A coisa mais importante sobre a doutrina da comunhão dos santos são os efeitos práticos na vida dos cristãos. Sabemos pouco sobre os santos que estão no céu, mas, quanto aos santos que estão na terra, sabemos – ou podemos saber – muitas coisas. Nós, protestantes, não cremos (uma vez que a bíblia não ensina) que os santos que foram para o céu antes de nós são, de alguma forma, afetados pelas orações ou obras dos santos que permanecem na terra. Nossa atenção particular não está voltada para aqueles a quem Deus já exaltou com a visão beatífica, mas para os peregrinos sobrecarregados e esforçados que ainda estão peregrinando rumo à Cidade de Deus. Todos nós somos parte uns dos outros; o bem estar espiritual de cada um de nós é – ou deve ser – a terna preocupação dos demais.

Devemos orar por um alargamento de alma de modo que aceitemos em nosso coração todo o povo de Deus, independente de sua raça, cor ou denominação. Consequentemente, devemos pôr em prática a idéia de que somos membros da família abençoada de Deus e nos empenhar na oração para que amemos e apreciemos todos aqueles que nascem do Pai.

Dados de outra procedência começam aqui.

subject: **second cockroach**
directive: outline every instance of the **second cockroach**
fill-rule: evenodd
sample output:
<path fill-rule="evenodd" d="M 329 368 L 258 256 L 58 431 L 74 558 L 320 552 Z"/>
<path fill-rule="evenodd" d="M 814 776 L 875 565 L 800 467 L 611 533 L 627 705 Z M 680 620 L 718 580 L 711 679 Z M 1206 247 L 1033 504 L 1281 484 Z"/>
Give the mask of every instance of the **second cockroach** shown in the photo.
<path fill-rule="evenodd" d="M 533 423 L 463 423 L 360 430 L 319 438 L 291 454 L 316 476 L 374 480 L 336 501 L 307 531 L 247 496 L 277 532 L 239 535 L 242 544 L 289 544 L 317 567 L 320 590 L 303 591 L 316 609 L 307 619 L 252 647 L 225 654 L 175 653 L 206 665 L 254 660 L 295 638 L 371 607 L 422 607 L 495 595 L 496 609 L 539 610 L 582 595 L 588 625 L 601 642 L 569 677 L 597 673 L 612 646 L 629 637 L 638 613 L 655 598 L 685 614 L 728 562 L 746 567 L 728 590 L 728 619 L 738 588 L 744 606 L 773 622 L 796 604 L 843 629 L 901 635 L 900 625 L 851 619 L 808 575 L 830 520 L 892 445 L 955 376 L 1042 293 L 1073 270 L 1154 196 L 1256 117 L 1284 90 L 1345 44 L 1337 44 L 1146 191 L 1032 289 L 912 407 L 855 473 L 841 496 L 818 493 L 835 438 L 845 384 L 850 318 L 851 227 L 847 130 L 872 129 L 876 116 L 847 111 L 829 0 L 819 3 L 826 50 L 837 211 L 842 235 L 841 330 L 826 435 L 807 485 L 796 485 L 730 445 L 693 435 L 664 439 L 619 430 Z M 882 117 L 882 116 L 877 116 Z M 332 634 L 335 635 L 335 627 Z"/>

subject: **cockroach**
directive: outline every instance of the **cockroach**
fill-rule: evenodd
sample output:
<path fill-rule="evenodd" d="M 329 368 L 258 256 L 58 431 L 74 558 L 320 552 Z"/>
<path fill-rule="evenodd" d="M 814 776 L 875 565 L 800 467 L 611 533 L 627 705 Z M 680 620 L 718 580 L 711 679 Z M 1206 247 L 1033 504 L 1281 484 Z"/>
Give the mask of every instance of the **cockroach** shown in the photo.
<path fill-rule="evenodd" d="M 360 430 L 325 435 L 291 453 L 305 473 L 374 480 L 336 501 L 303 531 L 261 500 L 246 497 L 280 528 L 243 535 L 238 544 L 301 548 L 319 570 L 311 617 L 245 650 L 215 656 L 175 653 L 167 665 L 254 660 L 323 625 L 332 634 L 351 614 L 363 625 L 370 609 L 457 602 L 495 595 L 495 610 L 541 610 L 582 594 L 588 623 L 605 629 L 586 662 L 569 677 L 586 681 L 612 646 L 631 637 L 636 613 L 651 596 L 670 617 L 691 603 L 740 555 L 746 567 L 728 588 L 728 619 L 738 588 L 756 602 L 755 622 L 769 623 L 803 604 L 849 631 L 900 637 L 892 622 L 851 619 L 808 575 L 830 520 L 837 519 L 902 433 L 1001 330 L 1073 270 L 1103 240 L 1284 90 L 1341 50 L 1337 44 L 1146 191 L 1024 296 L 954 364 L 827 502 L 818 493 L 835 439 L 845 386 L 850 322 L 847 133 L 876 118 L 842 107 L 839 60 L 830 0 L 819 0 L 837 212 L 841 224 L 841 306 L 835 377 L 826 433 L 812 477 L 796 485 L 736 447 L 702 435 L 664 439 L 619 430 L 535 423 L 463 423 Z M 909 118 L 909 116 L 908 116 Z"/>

Eles pertencem a nós – todos eles -, e nós pertencemos a eles. Eles a nós e todos os homens e mulheres redimidos, independente de época ou região, estamos incluídos na universal comunhão de Cristo, e juntos formamos “um sacerdócio real, uma nação santa, um povo de propriedade exclusiva” (I Pe 2:9) que desfruta a comum, mas abençoada, comunhão dos santos.